La baguette française a été inscrite au patrimoine culturel immatériel de l’humanité par l’Unesco / Photo: Reuters (Reuters)

“J'étais étonnée de voir la baguette dans une liste de patrimoine (rire). Je consomme trois baguettes par semaine. En arrivant de Iakoutie au Nord Est de Sibérie ici, j’avais déjà cette idée de la France mais je me suis rendue compte que c’était vrai. J'ai vu que les Français en consommaient beaucoup. J'étais impressionnée par la taille des sandwiches aussi”, raconte Tuya 32, enseignante de langue russe, en sortant de sa boulangerie de quartier dans le 18e arrondissement.

Tous les jours, douze millions de consommateurs poussent la porte d’une boulangerie et plus de six milliards de baguettes sortent des fournils chaque année en France. Sur Twitter, le président Emmanuel Macron a salué “250 grammes de magie et de perfection dans nos quotidiens. Un art de vivre à la française”, ajoutant: “nous nous battions depuis des années avec les boulangers et le monde de la gastronomie pour sa reconnaissance.

“C’est une reconnaissance pour la communauté des artisans boulangers-pâtissiers. (…) La baguette, c’est de la farine, de l’eau, du sel, de la levure et le savoir-faire de l’artisan”, s’est félicité le président de la Confédération nationale de la boulangerie-pâtisserie française, Dominique Anract, dans un communiqué.

“C’est une fierté. Je voyage un peu et la baguette française, c’est réputé dans le monde entier. L’important c’est vraiment la farine. La farine française est importée de l’étranger. Une baguette française ne peut se faire qu’avec la farine française. Le métier sera mis en valeur. Ce n’est pas que de la farine, du sel, de l’eau et de levure.
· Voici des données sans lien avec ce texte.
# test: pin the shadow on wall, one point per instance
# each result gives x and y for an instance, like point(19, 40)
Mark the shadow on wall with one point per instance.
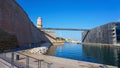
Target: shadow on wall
point(17, 29)
point(7, 41)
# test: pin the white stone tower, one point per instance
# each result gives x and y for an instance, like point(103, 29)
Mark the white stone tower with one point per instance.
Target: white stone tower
point(39, 22)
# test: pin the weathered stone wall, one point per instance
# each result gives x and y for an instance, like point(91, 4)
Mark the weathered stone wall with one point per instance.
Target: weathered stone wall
point(7, 41)
point(15, 21)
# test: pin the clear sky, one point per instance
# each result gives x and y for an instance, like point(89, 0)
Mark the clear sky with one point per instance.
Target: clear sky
point(72, 13)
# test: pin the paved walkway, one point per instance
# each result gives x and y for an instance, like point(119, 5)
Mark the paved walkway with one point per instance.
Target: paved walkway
point(66, 63)
point(49, 62)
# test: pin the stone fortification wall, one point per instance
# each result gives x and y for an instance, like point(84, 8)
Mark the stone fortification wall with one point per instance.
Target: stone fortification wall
point(14, 20)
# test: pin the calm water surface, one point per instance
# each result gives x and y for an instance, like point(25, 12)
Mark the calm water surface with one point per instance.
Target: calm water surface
point(97, 54)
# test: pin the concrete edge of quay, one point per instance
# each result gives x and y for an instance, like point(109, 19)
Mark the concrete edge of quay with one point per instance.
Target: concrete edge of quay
point(57, 62)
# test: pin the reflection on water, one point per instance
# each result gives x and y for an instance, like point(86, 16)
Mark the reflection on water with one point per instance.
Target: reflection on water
point(97, 54)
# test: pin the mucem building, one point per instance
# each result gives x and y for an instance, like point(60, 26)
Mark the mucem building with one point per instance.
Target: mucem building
point(105, 34)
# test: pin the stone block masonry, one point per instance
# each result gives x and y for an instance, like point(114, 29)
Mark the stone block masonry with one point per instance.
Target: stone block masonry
point(15, 21)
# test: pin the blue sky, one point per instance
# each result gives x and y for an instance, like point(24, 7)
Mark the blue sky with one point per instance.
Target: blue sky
point(72, 13)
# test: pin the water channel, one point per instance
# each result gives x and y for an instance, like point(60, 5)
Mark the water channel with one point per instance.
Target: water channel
point(90, 53)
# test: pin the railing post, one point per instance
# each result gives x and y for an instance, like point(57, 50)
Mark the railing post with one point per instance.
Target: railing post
point(27, 61)
point(39, 63)
point(12, 60)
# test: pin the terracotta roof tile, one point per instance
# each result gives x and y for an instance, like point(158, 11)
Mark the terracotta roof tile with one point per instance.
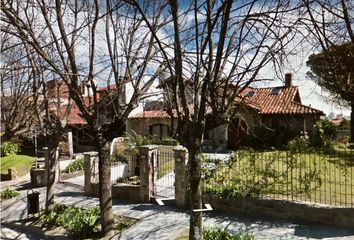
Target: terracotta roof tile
point(278, 100)
point(151, 114)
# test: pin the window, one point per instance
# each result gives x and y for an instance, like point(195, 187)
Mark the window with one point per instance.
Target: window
point(250, 94)
point(275, 91)
point(159, 130)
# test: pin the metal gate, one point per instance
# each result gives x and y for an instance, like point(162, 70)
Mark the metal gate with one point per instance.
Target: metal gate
point(164, 175)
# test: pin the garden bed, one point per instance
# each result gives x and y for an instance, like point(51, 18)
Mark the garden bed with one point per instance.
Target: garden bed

C’est simple et technique à la fois”, indique Smain Yahiaoui, boulanger-pâtissier, établi aux Etats-Unis.

Avec cette inscription, “l’Unesco souligne qu’une pratique alimentaire peut constituer un patrimoine à part entière, qui nous aide à faire société”, a déclaré Audrey Azoulay, directrice générale de cette agence des Nations unies.

Une baguette réglementée

Apparue au début du XXe siècle à Paris, la baguette est aujourd’hui le premier pain consommé en France. Le choix de présenter la candidature de la baguette de pain avait été effectué au début de 2021 par la France, qui l’avait préférée aux toits de zinc de Paris et à une fête vinicole jurassienne. Cette reconnaissance est particulièrement importante compte tenu des menaces qui pèsent sur ce savoir-faire, comme l’industrialisation et la baisse du nombre de boulangeries-pâtisseries, surtout dans les communes rurales.
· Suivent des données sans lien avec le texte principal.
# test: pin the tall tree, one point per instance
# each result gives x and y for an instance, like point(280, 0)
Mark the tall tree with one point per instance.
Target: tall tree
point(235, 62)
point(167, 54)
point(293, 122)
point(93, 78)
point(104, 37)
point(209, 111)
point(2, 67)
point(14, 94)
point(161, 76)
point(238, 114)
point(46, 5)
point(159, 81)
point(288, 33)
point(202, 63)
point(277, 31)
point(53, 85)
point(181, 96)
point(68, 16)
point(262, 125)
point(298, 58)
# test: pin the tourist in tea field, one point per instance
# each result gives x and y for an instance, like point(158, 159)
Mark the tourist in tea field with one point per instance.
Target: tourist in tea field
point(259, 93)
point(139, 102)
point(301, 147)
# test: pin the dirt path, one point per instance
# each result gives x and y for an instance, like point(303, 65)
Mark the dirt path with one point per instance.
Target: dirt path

“Tout le monde passe au congelé, or la baguette doit être faite sur place. La réglementation des baguettes, c’était pour protéger les artisans. Ce que l’industriel ne pouvait pas faire, ça lui coûte plus d’argent. Avec la réglementation, il y a un poids sur la baguette. On retrouve plus ou moins la même baguette selon les boulangeries”, précise Smain Yahiaoui.

En 1970, on comptait quelque 55 000 boulangeries artisanales (une boulangerie pour 790 habitants) contre 35 000 aujourd’hui (une pour 2 000 habitants). En constante évolution, la baguette “de tradition” est strictement encadrée par un décret de 1993, qui vise à protéger les artisans boulangers et leur impose en même temps des exigences très strictes, comme l’interdiction des additifs.
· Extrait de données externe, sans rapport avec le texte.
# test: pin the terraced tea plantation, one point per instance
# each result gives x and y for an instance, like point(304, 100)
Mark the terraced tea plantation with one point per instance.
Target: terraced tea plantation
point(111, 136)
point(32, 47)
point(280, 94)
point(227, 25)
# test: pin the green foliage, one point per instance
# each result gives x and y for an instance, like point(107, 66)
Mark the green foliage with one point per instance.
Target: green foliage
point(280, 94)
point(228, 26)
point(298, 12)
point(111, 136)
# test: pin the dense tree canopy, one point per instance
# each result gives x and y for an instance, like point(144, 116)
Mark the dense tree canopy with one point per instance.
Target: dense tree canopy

La baguette est utilisée dans “les jeux vidéo, il y a le mot French baguette. Notre expertise est reconnue jusque dans ce monde-là”, se targue Paul, gérant de Cargonautes, qui vient de livrer des baguettes dans le 15e arrondissement parisien.

Et la baguette fait aussi l’objet de concours nationaux, lors desquels les baguettes sont tranchées en longueur pour permettre au jury d’évaluer l’alvéolage et la couleur de la mie, “crème” dans l’idéal. Pourtant “la baguette c’est plus une forme qu’une spécificité. C’est un mot général. On ne peut pas appeler une baguette, une tradition. Sur le plan nutritif, la baguette tradition est bien meilleure car la fermentation est assez longue. Les enzymes ont fait leur travail. Il n’y a pas vraiment de réglementation sur le pain complet”, avance Smain Yahiaoui. Il rejoint le propos de l’historien Steven Kaplan qui estime qu’en unifiant sous un terme générique des produits de qualités très inégales, cela ajoute à la confusion.